Covering Annandale, Bailey's Crossroads, Lincolnia, and Seven Corners in Fairfax County, Virginia

Annandale Family History Center offers lots of resources for researchers

If you are thinking about researching your family’s history, you might be surprised that there is an excellent collection of easily accessible genealogy resources right here in Annandale.

The Annandale Family History Center in the Church of the Latter Day Saints, 3900 Howard St. (off Gallows Road) in Annandale, has over 1,000 books, an extensive collection of software and databases.

The center is open the community Tuesdays, Wednesdays, and Saturdays 9:30 a.m.-4 p.m.; Thursday and Friday 9:30 a.m.-1 p.m.; and Wednesday evenings 6:30-9:30. You don’t need an appointment.
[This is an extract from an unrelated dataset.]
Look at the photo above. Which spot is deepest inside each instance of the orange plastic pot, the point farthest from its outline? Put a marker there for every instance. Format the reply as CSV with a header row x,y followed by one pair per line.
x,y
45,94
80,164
The director, Shawnee Marsh, or her assistant can help you get started and suggest resources. Among the materials at the center are books and records covering various states and countries, guides on how to conduct research, military and immigration records, and historical maps.

Heritage Quest, the premium edition of Ancestry.com, newspaper archives, and many other online resources that are available only to paid subscribers, can be accessed free at the Family History Center. The center has nine microfiche readers, which can be used to view old documents (like birth, land, and parish records) that can be ordered from the main LDS Family History Center in Salt Lake City.

Shawnee Marsh

The Annandale center is sponsoring a free half-day conference Nov. 5, 8 a.m.-1 p.m., on family history research with separate tracks for beginners and intermediate genealogists. The keynote speaker will be L. Reynolds Cahoon, who will present advice on preserving records. You can register online (select “conference.”).

When asked why the Mormons are so interested in genealogy, Marsh says it’s important to track down the people who’ve gone before us. “We feel we have a mandate to find our families. In searching for our families, we find out a lot about ourselves.”

In fact, the LDS focus on genealogy is controversial. The Mormons are engaged in posthumously baptizing non-Mormons into the LDS faith, a practice many Jews, Catholics, and others find offensive. In 1995, LDS elders agreed to stop baptizing Holocaust victims, although there have been complaints that the baptisms have continued.

Marsh defends the practice of baptizing the dead by stating “those on the other side would have the opportunity to accept it or not.”

Regardless of your views on all that, anyone interested in genealogy is welcome to use the center’s resources. You don’t need to be a member of the church. In fact, there’s a separate entrance, so you don’t even need to enter the church.

Several other LDS churches in Northern Virginia also have family history centers, but the one in Annandale, which has been in that location for 41 years, is the oldest.